訓練大型語言模型以預測臨床事件
Training Large Language Models to Predict Clinical Events
May 12, 2026
作者: Benjamin Turtel, Paul Wilczewski, Kris Skotheim
cs.AI
摘要
纵向临床记录包含了患者随时间变化的丰富证据,但将这些信号转化为临床预测的训练监督信号仍具挑战性。我们将前瞻学习扩展到临床预测领域,通过将按时间顺序排列的MIMIC-III笔记转化为包含患者既往背景、针对未来可能事件的自然语言问题以及从后续记录中解析出的标签的示例。这一过程从702次入院记录中提取了6,900个预测示例,涵盖用药、手术、器官支持、微生物学和死亡率。基于这些示例训练的小型LoRA适配器在提示基础模型上实现了改进,将预期校准误差从0.1269降至0.0398,布里尔分数从0.199降至0.145,同时在保留问题上略优于GPT-5的点估计。该方法无需人工设计的结构化特征或针对特定终点的分类器,即可从纵向记录中实现可复用的临床预测监督。
English
Longitudinal clinical notes contain rich evidence of how patients evolve over time, but converting this signal into training supervision for clinical prediction remains challenging. We extend Foresight Learning to clinical prediction by converting time-ordered MIMIC-III notes into examples consisting of past patient context, a natural-language question about a possible future event, and a label resolved from later documentation. This process yields 6,900 prediction examples from 702 admissions across medications, procedures, organ support, microbiology, and mortality.
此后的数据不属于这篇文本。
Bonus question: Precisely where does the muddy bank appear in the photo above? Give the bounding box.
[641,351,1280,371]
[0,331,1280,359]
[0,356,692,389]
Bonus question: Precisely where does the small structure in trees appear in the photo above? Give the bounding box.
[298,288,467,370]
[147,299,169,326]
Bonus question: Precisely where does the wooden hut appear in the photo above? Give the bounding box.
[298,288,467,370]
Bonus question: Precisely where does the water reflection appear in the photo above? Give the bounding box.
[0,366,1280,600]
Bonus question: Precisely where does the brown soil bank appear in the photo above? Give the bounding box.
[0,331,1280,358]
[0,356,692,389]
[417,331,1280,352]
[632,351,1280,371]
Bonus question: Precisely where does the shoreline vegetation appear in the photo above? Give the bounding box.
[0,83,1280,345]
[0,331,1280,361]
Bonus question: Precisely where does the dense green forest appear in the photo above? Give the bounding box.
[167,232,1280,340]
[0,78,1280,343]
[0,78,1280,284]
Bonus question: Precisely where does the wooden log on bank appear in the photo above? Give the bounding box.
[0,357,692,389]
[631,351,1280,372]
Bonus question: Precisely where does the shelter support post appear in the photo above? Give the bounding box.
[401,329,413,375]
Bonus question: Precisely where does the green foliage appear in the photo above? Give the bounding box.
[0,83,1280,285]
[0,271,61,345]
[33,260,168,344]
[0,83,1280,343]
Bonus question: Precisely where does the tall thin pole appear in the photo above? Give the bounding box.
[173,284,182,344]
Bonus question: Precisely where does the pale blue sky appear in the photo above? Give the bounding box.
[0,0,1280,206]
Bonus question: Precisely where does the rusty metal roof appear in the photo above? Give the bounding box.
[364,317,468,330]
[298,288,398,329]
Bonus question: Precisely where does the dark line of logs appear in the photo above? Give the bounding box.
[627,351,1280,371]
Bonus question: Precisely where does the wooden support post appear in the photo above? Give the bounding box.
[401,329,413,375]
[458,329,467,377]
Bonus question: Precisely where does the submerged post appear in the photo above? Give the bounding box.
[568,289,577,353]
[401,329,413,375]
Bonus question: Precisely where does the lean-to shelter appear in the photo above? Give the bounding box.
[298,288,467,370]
A small LoRA adapter trained on these examples improves over the prompted base model, reducing expected calibration error from 0.1269 to 0.0398 and Brier score from 0.199 to 0.145, while slightly outperforming GPT-5 point estimates on held-out questions. The approach enables reusable clinical prediction supervision from longitudinal notes without hand-engineered structured features or endpoint-specific classifiers.